Michael Cohen, ancien avocat de Trump, accepte de témoigner devant le Congrès

WASHINGTON – Michael D. Cohen, ancien avocat personnel du président Trump qui l’a impliqué dans un stratagème visant à verser de l’argent de fortune à deux femmes qui prétendaient avoir des affaires avec lui, a annoncé jeudi qu’il avait accepté de témoigner devant un comité de la Chambre des communes. mois et donner «un compte rendu complet et crédible» de son travail pour M. Trump.

M. La décision de Cohen de comparaître devant le Comité de surveillance et de réforme de la Chambre le 7 février ouvre la voie à une audition publique de grande envergure qui risque de nuire davantage à l’image du président et pourrait clarifier l’ampleur de ses problèmes juridiques. M. Cohen, membre du consortium de M. Trump lorsqu'il était promoteur immobilier et candidat à la présidentielle, ainsi que de manière informelle lorsqu'il était président, était au courant des machinations du cercle restreint de M. Trump et des moments clés examinés de près par le l'avocat Robert S. Mueller III et les procureurs fédéraux à New York

. Il pourrait bientôt en partager beaucoup sous les yeux de la télévision nationale. Mais des contraintes potentielles sont apparues presque immédiatement jeudi lorsque le président de la commission a averti que M. Mueller interdirait très probablement à M. Cohen de discuter de questions liées à la Russie.

«Dans le cadre de mon engagement à coopérer et à fournir au peuple américain « J'ai accepté l'invitation du président Elijah Cummings à comparaître en public le 7 février. J'ai hâte de pouvoir bénéficier du privilège de pouvoir disposer d'une tribune pour donner un compte rendu complet et crédible. »
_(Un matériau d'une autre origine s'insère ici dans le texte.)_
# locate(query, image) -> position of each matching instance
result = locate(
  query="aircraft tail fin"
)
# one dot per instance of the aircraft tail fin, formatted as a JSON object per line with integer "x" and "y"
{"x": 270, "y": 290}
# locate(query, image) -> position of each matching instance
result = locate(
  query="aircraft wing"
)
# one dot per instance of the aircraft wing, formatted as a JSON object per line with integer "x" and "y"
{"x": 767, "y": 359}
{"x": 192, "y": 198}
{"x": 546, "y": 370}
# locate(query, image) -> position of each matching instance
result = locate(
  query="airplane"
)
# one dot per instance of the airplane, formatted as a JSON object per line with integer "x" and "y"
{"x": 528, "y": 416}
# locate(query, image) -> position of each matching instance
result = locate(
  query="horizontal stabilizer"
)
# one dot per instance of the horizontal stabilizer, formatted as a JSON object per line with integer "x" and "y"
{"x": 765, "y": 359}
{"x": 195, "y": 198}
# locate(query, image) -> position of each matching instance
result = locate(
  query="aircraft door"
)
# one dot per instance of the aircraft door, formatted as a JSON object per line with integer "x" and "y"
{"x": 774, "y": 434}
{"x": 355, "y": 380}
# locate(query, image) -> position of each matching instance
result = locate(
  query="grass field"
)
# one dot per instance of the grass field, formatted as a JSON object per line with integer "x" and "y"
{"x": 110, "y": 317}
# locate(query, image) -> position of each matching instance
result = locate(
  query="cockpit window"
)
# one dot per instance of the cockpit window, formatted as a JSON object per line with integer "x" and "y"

En août, M. Cohen plaida coupable devant un tribunal fédéral de Manhattan pour fraude fiscale, fausses déclarations à une banque et violation du financement de la campagne. Au tribunal, M. Cohen a déclaré que la violation résultait de paiements qu'il avait effectués sur l'ordre de son ancien client à une femme prête à être rendue publique pendant la campagne de 2016 au sujet d'une affaire avec M. Trump quelques années auparavant.

Depuis M. Cohen a ensuite passé plus de 70 heures avec les procureurs fédéraux à Manhattan ainsi qu'avec M. Mueller, qui enquête sur les efforts de la Russie pour influencer l'élection de 2016 et la campagne de M. Trump. En novembre, M. Cohen a plaidé coupable à une accusation supplémentaire – mentant au Congrès sur la longueur des négociations pour un projet de la tour Trump à Moscou en 2016.

Cette coopération lui a valu la colère de M. Trump, qui a appelé M. Cohen est un «homme faible». Le président a déclaré qu'il n'avait rien fait de mal en ce qui concerne l'accusation de financement de la campagne. Il a également accusé son ancien avocat d'avoir menti aux procureurs pour tenter d'obtenir une peine réduite. Lors des audiences, les procureurs n'ont pas nommé M. Trump, faisant référence à un « candidat aux fonctions fédérales » et à « un individu-1 ».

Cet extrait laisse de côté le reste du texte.